Lymba is also tackling textual information, with the goal of extracting insights and non-trivial bits of knowledge from a semantic graph of heterogeneous linked data elements. Lymba offers transformative capabilities that enable discovery of actionable knowledge from structured and unstructured data, providing business with invaluable insights. Lymba has developed a technology for deep semantic processing that extracts semantic relations between all concepts in the text. One of Lymba's product, the "K-extractor" enables intelligent search, question answering, summarization of a document, generating scientific profiles, etc.

Jetlore is bringing personalization one step further by creating websites and mobile apps which are extremely tailored to each user, both in terms of content as well as layout, color, highlights, promotions, images, and offers. All site assets are ranked individually for each customer, and selected at the time of interaction based on the layout's configuration. Jetlore can select the best categories, brands, and collections of products from your inventory for each user, and automatically feature the best images to represent them. 

Ownerlisten is a smart messaging pipelining solution, rerouting messages in a given organization to the right person or process depending on the nature of the message. Users can filter and process messages combining business rules as well as automated text processing. This is essential in businesses where machine learned models might not be provide sufficiently accuracy for certain topics. Ownerlisten is another good example of how AI and NLP can be organically combined with user defined messaging and communication flows.

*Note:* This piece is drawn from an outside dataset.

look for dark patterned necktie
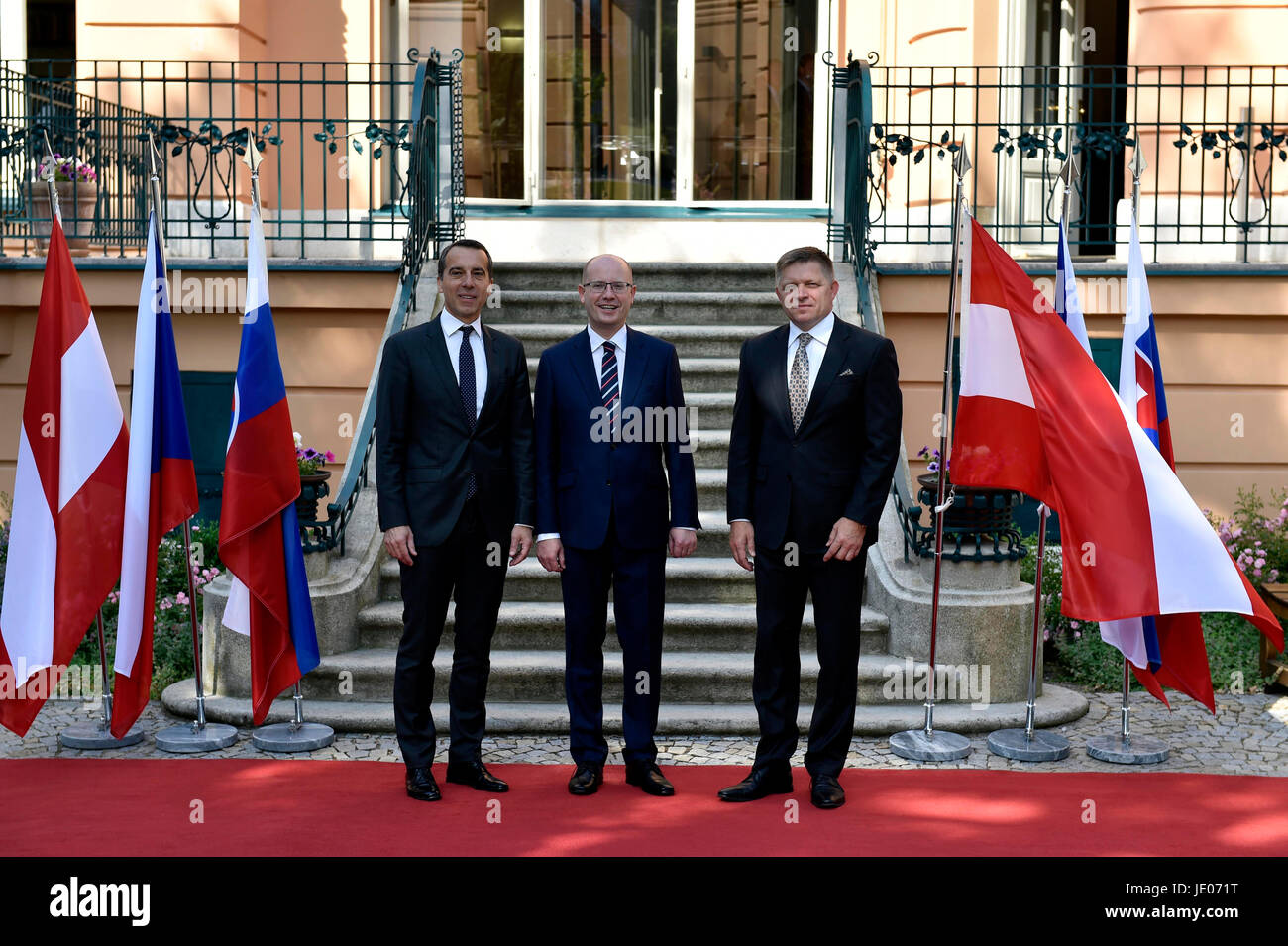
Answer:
[787,332,812,430]
[456,326,478,499]
[599,341,621,440]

By combining domain expertise, solid engineering and NLP engines, ownerlisten can deliver very smooth user and customer journeys in a number of different industries and use cases.

This list would not be complete without at least a company offering AI, Machine Learning, Data plumbing, Data engineering, API and Application engineering services. Software and data engineering, might be less cool a land of scientists, but it's still the backbone on top of which all those awesome solutions and products are built. Data Monster is one of those great studios accelerating mvp and product development, with a strong affinity to data processing at scale and all the right techs in the basket (Scala, Python, R, Java, JavaScript, Hadoop, Spark, Hive, Play, Akka, MySQL, PostgreSQL, AWS, Cassandra, etc ), and as a SMACK stack fan I cannot disagree with their list!

I finish this post mentioning and thanking a number of great people I have met during this trip, for their charisma and inspiring ideas and conversations: Hamid Pirahesh, David Talby, Alexy Khabrov, Alexander Tsyplikhin, Christopher Moody, Michael Feng, Delip Rao, Eldar Sadikov, Michelle Casbon, Mustafa Eisa, Ahmed Bakhaty, Adi Bittan, Jordi Torras, and Francesco Corea.